Another difference is in stairwell lighting. "This requirement is not in IECC 2012 or Title 24 2008," says Lutron's Lind. However, the next version of Title 24 (2013 version, effective Jan. 1, 2014) will have the same stairwell requirement."
So what will save the most energy in a building? That depends on the building, its size and its architecture, but occupancy sensors clearly will become ubiquitous. "Occupancy sensors are usually the easiest to install and provide the most cost effectiveness, making them likely to be the most popular choice," says Wayne Stoppelmoor, Schneider Electric's industry standards manager for Energy Efficiency.
"The continued use of occupancy, daylight harvesting and schedule-based control, along with energy-efficient lighting, will have the biggest impact on a building's energy efficiency," says Heath Martin, Product Manager of Schneider Electric's LifeSpace Business.

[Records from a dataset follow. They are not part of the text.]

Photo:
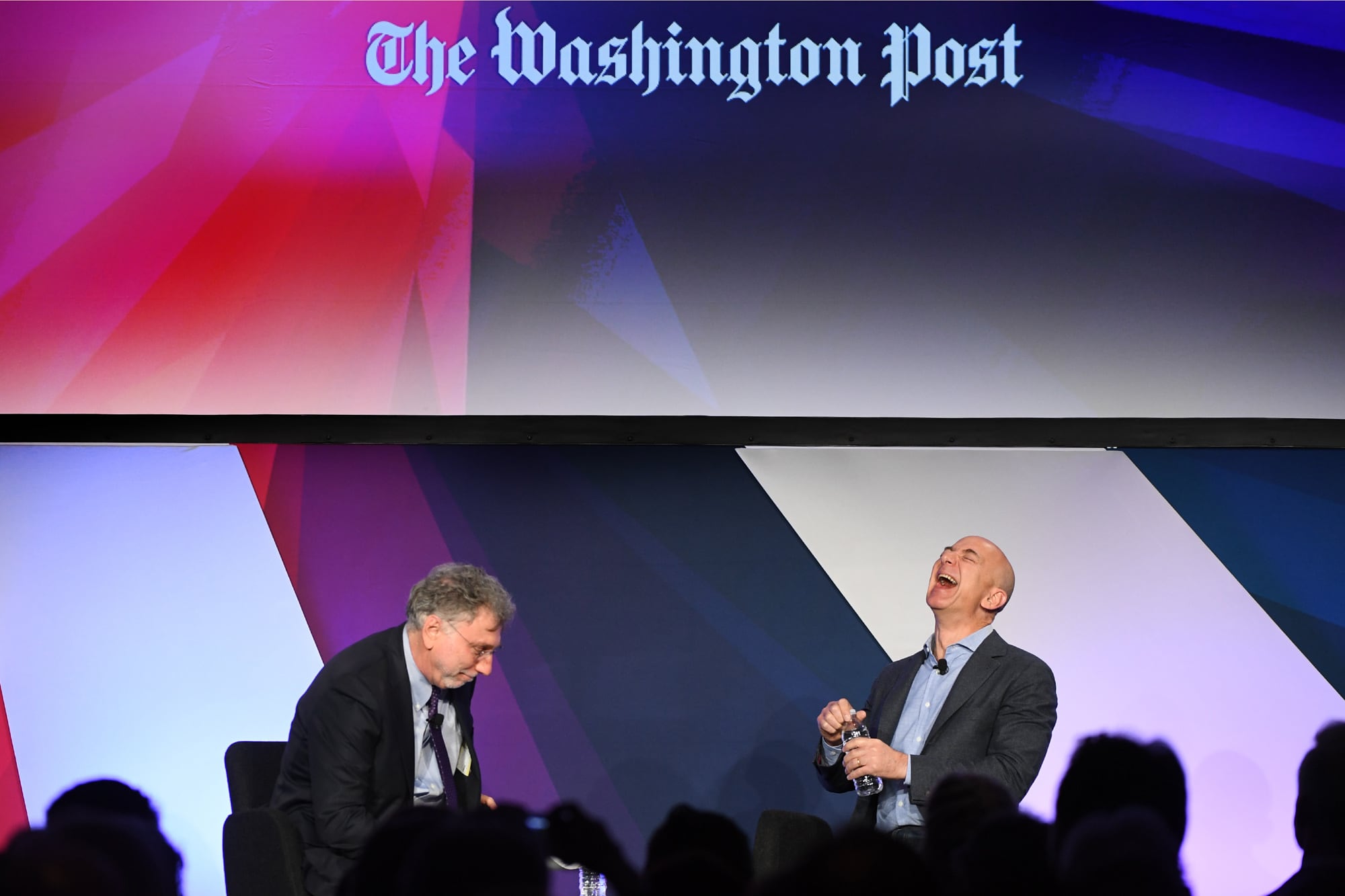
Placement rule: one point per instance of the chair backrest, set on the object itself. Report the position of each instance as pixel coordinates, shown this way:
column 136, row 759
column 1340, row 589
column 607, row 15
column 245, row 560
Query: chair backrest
column 252, row 768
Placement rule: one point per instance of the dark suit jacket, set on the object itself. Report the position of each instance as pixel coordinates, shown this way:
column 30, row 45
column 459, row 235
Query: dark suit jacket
column 997, row 721
column 350, row 760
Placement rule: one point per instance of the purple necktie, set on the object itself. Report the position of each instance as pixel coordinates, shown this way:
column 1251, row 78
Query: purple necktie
column 436, row 739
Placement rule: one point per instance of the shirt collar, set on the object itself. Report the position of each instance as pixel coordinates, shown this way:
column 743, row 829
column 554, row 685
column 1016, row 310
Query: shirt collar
column 422, row 688
column 969, row 643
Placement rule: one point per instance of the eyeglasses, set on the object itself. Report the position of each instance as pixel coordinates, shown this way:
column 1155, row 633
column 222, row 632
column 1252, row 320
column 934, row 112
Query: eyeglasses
column 482, row 653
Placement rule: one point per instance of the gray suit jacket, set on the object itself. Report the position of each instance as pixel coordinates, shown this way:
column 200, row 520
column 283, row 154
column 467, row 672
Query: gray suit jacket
column 997, row 721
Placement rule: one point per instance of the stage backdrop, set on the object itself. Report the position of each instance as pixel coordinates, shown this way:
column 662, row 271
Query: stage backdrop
column 810, row 209
column 684, row 614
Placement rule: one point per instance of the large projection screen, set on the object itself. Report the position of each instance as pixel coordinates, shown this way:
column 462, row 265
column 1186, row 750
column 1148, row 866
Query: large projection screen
column 762, row 209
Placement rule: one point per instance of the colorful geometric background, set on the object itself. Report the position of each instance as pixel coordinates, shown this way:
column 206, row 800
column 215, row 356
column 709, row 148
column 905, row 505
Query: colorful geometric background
column 212, row 208
column 684, row 614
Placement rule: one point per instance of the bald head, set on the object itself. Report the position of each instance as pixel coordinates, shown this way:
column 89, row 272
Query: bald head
column 1001, row 571
column 972, row 576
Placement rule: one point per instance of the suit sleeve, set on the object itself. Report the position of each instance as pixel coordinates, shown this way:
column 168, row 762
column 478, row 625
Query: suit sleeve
column 344, row 735
column 1019, row 739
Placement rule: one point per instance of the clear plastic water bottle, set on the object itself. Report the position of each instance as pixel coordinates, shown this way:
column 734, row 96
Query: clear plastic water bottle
column 864, row 784
column 592, row 883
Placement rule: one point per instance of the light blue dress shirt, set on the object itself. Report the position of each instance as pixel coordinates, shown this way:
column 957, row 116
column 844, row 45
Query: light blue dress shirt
column 929, row 692
column 428, row 787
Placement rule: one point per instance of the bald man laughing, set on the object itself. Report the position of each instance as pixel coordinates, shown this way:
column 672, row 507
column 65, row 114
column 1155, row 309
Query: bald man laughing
column 966, row 701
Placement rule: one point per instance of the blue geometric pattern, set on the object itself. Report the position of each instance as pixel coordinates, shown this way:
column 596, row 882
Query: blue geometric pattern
column 1276, row 518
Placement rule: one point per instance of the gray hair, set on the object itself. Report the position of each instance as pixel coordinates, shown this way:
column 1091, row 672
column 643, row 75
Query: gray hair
column 457, row 592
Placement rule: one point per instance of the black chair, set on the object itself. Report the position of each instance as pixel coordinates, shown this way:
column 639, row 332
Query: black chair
column 785, row 838
column 264, row 854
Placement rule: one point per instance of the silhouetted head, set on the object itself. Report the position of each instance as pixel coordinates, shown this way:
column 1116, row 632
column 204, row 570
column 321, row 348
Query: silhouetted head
column 960, row 805
column 1122, row 853
column 104, row 797
column 1008, row 856
column 387, row 850
column 860, row 861
column 486, row 853
column 45, row 862
column 1320, row 813
column 696, row 850
column 1109, row 772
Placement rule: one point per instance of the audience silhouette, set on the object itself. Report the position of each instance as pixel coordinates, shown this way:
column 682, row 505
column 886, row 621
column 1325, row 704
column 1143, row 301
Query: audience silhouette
column 1114, row 834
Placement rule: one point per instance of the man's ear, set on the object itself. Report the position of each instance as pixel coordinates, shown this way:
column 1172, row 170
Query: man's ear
column 432, row 628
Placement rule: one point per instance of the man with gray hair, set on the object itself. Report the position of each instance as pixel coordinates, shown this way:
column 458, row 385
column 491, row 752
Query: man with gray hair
column 388, row 723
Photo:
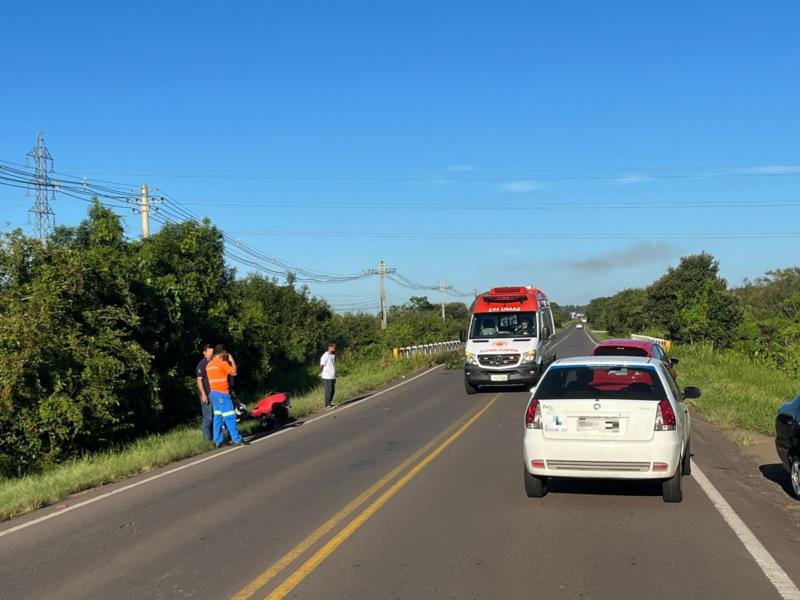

Buildings will also become much richer in their lighting controls, adds Mike Malone, vice president of Sales at Crestron. "A challenge in code requirements are how to meet them and not break the bank. We need to come up with things that are little more imaginative and creative, like wireless sensors and controls."
When Will We See It?
Most states are still in process of updating their energy codes to be as stringent as ASHRAE 90.1-2010. No states to date have specifically adopted the 90.1-2010 standard. Right now, only Illinois, Maryland and Washington (with state amendments) have adopted the 2012 IECC, and ICC's Karmol says about five or six more states are in the process of adopting it. (And California has the comparable Title 24.)
On the other hand, proposals in several states would delay the adoption cycle to six years, says Lutron's Lind.
Some states may adopt codes statewide and some with limitations and some by local jurisdictions. Some states may not even to adopt the codes, as the DOE requirement for new building energy codes is subject to a patchwork of state and local jurisdictions. "Part of the problem with energy codes is that they deal with real estate, and all regulation of real estate is at the local and state level," Karmol says. "Building codes are traditionally a state and local initiative and authority."
All this is further complicated by a requirement under the American Recovery and Reinvestment Act (ARRA) of 2009 that states receiving funding under the economic stimulus program adopt building codes that meet 2009 IECC standards and achieve 90 percent compliance by 2017.
And yes, enforcement remains an issue. Lind says that some state utility programs and groups such as the U.S DOE-funded Building Codes Assistance Project (BCAP) run compliance assistance programs to help states increase their compliance rates. The DOE also provides technical assistance in updating and enforcing building energy codes though its Building Energy Codes Program.